Meat and Bone
Mom & Pop Music
It’s nice to have Jon Spencer Blues Explosion back – that’s the obvious, immediate feeling I get every time I hit play on new album, Meat and Bone. The next obvious, immediate feeling I get every time I hit play on new album, Meat and Bone, is that I want to hit play again when it gets to the end. And I do.
The band killed it a couple of years ago – and they’re back in New Zealand any day now to (likely) do the business once again.
But it’s been a hard last decade or so for Jon Spencer and his Blues Explosion – there was the hiatus more recently, an end – for a while. Before that there was the name change, to Blues Explosion, back to Jon Spencer and – really – there’s been uncertainly since 2002’s Plastic Fang. Seen as a softening/sell-out by many, a retooled Stones trawl of sorts, I always loved that album. (And I say that as someone on board from earlier in the band’s discography, Acme, Orange, Extra Width, Now I Got Worry – and on, and on…)
But the thing I remember most vividly about Plastic Fang was not the music – but a review I read suggesting that Spencer was likely mad given he was killing it nightly, rightly, way back when Jack White was still picking out his colour scheme.
I’ve always wondered if that was – in some way – (actually) the case. Could a bitterness at the hip young things being candy-coloured and capturing the market be (a part of) the reason behind the Jon Spencer Blues Implosion? I reckon so. In some way, for sure.
That was on my mind when I saw the band nail it live recently. And it was on my mind – still – when I plugged in to Meat and Bone the first few times.
Also, I thought of The Black Keys – and I hoped as I first listened to Meat and Bone that Spencer and crew were not heading in that direction.

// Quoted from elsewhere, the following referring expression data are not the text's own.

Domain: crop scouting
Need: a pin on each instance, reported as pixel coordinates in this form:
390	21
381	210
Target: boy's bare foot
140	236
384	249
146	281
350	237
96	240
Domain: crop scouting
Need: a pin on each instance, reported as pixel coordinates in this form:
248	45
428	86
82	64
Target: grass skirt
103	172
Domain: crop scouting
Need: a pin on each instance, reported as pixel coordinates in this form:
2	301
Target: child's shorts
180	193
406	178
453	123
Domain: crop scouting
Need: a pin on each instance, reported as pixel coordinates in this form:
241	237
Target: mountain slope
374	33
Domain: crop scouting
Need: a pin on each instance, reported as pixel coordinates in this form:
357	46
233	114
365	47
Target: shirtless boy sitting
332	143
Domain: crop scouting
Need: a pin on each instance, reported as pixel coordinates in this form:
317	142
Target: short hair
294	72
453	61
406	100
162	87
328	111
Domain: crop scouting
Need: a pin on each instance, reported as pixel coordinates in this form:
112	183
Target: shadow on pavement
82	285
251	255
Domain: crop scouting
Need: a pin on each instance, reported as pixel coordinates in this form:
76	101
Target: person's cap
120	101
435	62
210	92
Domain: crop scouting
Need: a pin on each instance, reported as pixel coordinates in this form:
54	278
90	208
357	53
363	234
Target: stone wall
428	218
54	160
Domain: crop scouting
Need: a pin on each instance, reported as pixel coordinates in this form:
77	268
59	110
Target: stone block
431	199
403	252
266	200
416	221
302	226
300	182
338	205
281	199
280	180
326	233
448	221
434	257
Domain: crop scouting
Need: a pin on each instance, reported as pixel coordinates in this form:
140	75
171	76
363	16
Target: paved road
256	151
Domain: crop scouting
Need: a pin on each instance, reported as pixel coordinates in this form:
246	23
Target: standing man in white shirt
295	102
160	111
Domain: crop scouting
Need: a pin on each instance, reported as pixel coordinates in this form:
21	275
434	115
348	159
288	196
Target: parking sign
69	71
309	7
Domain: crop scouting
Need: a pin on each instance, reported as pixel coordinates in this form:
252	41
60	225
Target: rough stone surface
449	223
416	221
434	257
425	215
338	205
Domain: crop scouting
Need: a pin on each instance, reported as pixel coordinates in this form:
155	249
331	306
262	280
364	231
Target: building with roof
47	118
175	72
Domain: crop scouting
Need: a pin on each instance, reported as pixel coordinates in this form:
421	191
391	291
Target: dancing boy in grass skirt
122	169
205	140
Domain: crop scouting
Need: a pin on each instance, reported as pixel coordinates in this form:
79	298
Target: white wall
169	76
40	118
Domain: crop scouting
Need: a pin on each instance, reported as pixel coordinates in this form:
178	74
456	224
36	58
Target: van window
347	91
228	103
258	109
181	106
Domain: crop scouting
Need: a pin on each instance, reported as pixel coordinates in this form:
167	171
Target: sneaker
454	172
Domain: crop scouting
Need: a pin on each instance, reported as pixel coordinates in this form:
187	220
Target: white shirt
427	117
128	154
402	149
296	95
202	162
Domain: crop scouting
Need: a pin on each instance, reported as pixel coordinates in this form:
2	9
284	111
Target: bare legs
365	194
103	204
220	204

I think Meat and Bone lines up well with the earlier Black Keys albums – but not because of any planning, or listening on Spencer’s part. It also lines up well with The Stooges – where Spencer came from in a sense and King Khan and the Shrines – among the many acts to feel an influence from the Blues Explosion.

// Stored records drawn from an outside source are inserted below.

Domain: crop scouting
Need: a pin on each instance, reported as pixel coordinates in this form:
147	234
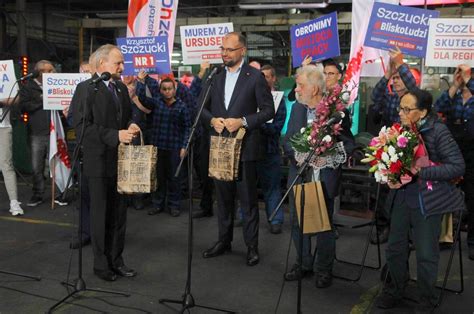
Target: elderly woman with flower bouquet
430	160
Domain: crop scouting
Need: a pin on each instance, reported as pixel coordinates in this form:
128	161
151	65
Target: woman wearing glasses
415	110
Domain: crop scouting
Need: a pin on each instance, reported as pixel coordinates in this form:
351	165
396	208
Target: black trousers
226	196
108	222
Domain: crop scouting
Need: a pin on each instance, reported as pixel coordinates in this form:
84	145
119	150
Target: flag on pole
59	163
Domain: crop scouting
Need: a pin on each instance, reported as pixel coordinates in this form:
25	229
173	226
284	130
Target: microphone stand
302	169
4	115
187	301
79	284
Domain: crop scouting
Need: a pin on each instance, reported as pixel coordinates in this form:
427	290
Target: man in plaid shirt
387	99
457	104
171	128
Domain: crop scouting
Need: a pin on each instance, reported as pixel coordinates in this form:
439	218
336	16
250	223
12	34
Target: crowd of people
115	111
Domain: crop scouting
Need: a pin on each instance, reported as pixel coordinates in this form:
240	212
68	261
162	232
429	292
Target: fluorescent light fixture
275	5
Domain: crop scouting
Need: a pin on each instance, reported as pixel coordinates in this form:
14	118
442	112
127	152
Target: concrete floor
38	244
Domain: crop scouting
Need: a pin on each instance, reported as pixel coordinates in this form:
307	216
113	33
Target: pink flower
402	142
405	178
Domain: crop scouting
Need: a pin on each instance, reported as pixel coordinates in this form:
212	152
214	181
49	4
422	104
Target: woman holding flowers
446	164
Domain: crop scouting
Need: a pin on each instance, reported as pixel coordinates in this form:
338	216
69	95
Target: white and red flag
59	162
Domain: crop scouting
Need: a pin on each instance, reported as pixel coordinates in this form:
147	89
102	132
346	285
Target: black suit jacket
102	123
251	99
329	177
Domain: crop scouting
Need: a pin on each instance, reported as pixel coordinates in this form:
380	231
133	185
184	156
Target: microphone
214	72
103	77
335	118
33	74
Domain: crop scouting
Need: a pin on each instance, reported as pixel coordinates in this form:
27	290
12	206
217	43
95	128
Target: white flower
327	138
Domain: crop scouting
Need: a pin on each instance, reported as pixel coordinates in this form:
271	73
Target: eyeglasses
229	50
406	110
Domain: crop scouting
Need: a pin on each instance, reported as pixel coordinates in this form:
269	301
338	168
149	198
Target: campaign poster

I like, too, that once again you can actually feel the sweat coming through off the record. You get a sense of the visceral live show, the energy. You get a sense too – here, especially, on this record – that Spencer’s trio gives a shit about not giving a shit; they’re working hard to appear nonchalant. They care. They know they had it – they had an audience for the taking. And whether fair or not, they lost that – and have to regain it nightly. They do. Obviously. They deliver the rock’n’roll goods. But this isn’t so much the big announcement as it is the audition-piece. And I like that too. Spencer never (really) did humble. It seems he’s giving it something of a go on this album. I can’t wait to hear these songs live.